Desde el punto de vista operativo, determinadas rutas —especialmente hacia el sur, como Sevilla— presentan incrementos significativos de precios y limitaciones horarias que han llegado a provocar cancelaciones de viajes. En algunos casos, el alquiler de vehículo se convierte en alternativa más razonable que el transporte aéreo. Esta situación, unida a percepciones de incrementos tarifarios desproporcionados, abre incluso el debate regulatorio sobre posibles límites a las subidas.
A todo ello se suma un reto estructural: la falta de trazabilidad completa del viaje. Problemas asociados al Trip ID, fragmentación de PNR y gestión de ancillaries dificultan obtener una visión global. La integración real entre agencias, herramientas de reserva y proveedores —incluyendo el mercado hotelero, actualmente muy tensionado— se convierte en una prioridad estratégica.
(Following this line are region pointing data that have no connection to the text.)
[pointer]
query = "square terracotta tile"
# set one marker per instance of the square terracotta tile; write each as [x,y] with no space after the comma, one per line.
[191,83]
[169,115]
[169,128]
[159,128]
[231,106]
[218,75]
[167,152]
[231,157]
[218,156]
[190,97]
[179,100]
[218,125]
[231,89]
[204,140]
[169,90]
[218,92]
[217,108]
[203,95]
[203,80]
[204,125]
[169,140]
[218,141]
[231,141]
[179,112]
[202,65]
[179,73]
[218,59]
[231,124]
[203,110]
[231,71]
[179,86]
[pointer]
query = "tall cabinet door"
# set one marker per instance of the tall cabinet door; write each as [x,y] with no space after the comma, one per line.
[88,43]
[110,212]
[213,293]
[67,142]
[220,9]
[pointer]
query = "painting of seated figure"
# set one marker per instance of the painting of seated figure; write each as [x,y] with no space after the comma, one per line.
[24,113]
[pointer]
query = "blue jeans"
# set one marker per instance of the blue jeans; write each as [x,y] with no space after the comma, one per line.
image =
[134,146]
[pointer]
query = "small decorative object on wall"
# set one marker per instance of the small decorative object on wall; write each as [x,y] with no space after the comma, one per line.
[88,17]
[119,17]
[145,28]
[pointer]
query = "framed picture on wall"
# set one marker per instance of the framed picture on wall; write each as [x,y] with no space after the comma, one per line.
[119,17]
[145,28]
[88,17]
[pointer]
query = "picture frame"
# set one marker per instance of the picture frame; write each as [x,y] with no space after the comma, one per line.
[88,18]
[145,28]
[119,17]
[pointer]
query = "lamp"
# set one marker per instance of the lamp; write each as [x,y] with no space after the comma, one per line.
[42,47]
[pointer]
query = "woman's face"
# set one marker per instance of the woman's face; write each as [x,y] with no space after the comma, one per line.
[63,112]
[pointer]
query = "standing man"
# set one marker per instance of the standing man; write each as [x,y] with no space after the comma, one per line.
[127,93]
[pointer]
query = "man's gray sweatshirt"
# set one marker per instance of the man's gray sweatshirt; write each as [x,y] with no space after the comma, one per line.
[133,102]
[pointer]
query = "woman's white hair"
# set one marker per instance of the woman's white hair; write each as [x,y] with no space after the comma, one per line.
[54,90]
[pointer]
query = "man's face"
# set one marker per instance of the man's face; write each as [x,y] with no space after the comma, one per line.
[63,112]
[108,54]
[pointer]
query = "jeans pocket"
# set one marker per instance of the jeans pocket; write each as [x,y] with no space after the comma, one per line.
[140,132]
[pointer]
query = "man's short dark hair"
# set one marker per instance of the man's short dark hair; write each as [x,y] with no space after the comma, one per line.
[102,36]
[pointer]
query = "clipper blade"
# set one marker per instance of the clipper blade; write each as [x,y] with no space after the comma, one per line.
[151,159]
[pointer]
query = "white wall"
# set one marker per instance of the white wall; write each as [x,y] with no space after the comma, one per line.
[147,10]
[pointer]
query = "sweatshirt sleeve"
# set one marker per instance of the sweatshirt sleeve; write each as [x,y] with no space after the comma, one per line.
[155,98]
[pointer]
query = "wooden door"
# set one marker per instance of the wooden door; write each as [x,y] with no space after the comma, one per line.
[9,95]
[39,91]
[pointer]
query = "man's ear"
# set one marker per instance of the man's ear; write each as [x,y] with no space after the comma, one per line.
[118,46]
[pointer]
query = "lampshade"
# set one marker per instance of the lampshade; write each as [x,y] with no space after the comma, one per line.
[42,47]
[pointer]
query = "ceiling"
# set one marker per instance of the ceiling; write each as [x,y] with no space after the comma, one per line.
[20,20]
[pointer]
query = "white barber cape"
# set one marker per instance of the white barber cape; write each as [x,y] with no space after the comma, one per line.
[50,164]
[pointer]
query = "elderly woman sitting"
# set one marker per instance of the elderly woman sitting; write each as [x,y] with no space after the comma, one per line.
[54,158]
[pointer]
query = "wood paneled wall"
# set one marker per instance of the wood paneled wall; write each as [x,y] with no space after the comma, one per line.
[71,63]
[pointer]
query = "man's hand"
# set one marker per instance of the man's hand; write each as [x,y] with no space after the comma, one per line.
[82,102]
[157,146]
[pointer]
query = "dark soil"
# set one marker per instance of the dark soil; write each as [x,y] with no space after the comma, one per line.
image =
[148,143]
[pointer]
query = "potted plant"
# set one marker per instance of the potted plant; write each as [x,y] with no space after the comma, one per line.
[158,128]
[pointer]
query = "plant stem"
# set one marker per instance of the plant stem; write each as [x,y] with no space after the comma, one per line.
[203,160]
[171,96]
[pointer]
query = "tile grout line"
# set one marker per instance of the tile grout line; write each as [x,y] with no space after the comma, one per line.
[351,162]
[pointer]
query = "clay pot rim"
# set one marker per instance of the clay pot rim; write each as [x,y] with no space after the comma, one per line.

El contexto exige avanzar hacia bloques de trabajo colaborativos que incluyan agencias, proveedores y empresas. La transformación no puede abordarse de manera aislada. Es el momento de redefinir procesos, reforzar la integración tecnológica y adaptar las políticas de viaje a un entorno más dinámico, exigente y orientado a la sostenibilidad.
El Travel Management evoluciona. Y quienes sepan integrar tecnología, colaboración y visión estratégica estarán mejor posicionados para liderar el cambio.